The appellant has given single blow one after another to both the deceased persons. Dolamani Sa has come to receive the injury when he interevened. Injuries on both the deceased persons are on the abdominal area and cause of death of both the deceased persons is supervening diseases on account of the injuries they sustained. In such a case the appellant must be held to have knowledge that he is likely, by his act, to cause death of the deceased persons and he is liable for punishment under Section 304, Part-II, IPC. In the premises as aforesaid, we hold the appellant guilty of offence under Section 304, Part II, IPC and modify the sentence to the extent that the appellant shall suffer rigorous imprisonment for 10 years under Section 304, Part-II, IPC. WE feel inclined to award the maximum punishment prescribed as the appellant has done away with two human lives by his overt acts.

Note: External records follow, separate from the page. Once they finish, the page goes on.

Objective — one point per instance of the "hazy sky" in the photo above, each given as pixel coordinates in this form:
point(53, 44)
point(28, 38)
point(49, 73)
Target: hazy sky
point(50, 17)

The conviction and sentence of the appellant under Section 302, IPC is accordingly set aside. The appeal is accordingly allowed in part. Needless to say, the appellant shall have the benefit of set off under Section 428, Cr. P.C. If the appellant has already served the sentence, he be released forthwith, unless his detention is required in any other case. If he is on bail and he is required to serve the remaining part of the sentence, the bail be cancelled and he be apprehended for serving the remaining part of the sentence. If he has gone on bail after serving the sentence awarded, he be discharged of the bail bond executed in the present case. L. MOHAPATRA, J.:- I agree. Order accordingly.